Background technology
Acrylic resin due to proportion is small, nontoxic, tasteless, easy processing, it is excellent in cushion effect, buckling good and
The advantages that electrical insulating property is good obtains very extensive application in numerous industrial circles of national economy.Melt index is weighing apparatus
The important indicator of polypropylene product quality is measured, is usually measured in a manner that laboratory assay is analyzed, the period is 2-4 hours.So
Big measurement delay can significantly reduce the dynamic and stability of closed-loop control system, and bounder control is not known where to begin more, causes to gather
Production of propylene process variation is strong, product waste material is more, not only increases the production cost of enterprise, also exacerbates environmental pollution.
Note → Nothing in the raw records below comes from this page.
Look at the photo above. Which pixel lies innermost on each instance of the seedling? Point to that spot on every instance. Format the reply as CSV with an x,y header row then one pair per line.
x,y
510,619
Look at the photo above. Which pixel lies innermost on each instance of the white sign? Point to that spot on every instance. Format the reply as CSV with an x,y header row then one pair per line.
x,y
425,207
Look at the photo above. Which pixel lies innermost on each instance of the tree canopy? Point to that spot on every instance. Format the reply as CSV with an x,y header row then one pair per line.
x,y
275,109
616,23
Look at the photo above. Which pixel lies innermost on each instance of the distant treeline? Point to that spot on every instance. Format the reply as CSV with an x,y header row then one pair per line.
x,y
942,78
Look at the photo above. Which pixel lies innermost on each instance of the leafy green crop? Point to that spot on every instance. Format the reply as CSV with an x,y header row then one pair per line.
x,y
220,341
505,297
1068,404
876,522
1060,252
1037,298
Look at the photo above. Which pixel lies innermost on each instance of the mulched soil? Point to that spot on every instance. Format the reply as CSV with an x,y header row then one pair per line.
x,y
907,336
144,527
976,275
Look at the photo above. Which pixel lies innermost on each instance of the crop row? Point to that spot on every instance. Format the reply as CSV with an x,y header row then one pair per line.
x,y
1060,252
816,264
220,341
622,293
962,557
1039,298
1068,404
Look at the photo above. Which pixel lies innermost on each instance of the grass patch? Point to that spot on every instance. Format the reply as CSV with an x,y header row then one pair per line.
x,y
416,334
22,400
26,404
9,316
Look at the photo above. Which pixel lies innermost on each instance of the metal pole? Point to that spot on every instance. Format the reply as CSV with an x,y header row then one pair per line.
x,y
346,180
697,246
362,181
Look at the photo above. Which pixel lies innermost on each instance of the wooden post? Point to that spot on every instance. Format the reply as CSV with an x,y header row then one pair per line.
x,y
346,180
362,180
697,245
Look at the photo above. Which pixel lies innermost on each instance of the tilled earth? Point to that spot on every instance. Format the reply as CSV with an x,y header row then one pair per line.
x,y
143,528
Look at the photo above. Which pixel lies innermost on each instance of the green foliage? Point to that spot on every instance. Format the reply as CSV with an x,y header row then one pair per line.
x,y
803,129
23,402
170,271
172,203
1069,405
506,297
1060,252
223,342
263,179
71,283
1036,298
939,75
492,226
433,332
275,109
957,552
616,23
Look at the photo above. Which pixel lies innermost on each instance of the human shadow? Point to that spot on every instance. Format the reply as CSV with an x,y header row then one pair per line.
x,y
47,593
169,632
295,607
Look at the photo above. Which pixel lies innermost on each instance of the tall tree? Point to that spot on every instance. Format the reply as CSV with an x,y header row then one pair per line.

The soft-sensing model of melt index can realize the online real-time prediction of melt index.The hard measurement of melt index at present
Modeling method can be summarized as two major class.The first kind is to establish mechanism model according to the mechanism of polymerisation, and another kind of is to utilize life
Production process data establishes the model of data-driven.Accurate mechanism model dynamic is good, and precision of prediction is high, applied widely, so
And since polypropylene production process mechanism is extremely complex and is not yet fully apparent from, melt index mechanism model usually requires a large amount of strong
Strong assumed condition is general to be relatively suitable for bistable design.In comparison, the model of data-driven is directly established using process data
Model, can more reflect the real-time of actual production situation, therefore be more suitable for the on-line prediction of melt index.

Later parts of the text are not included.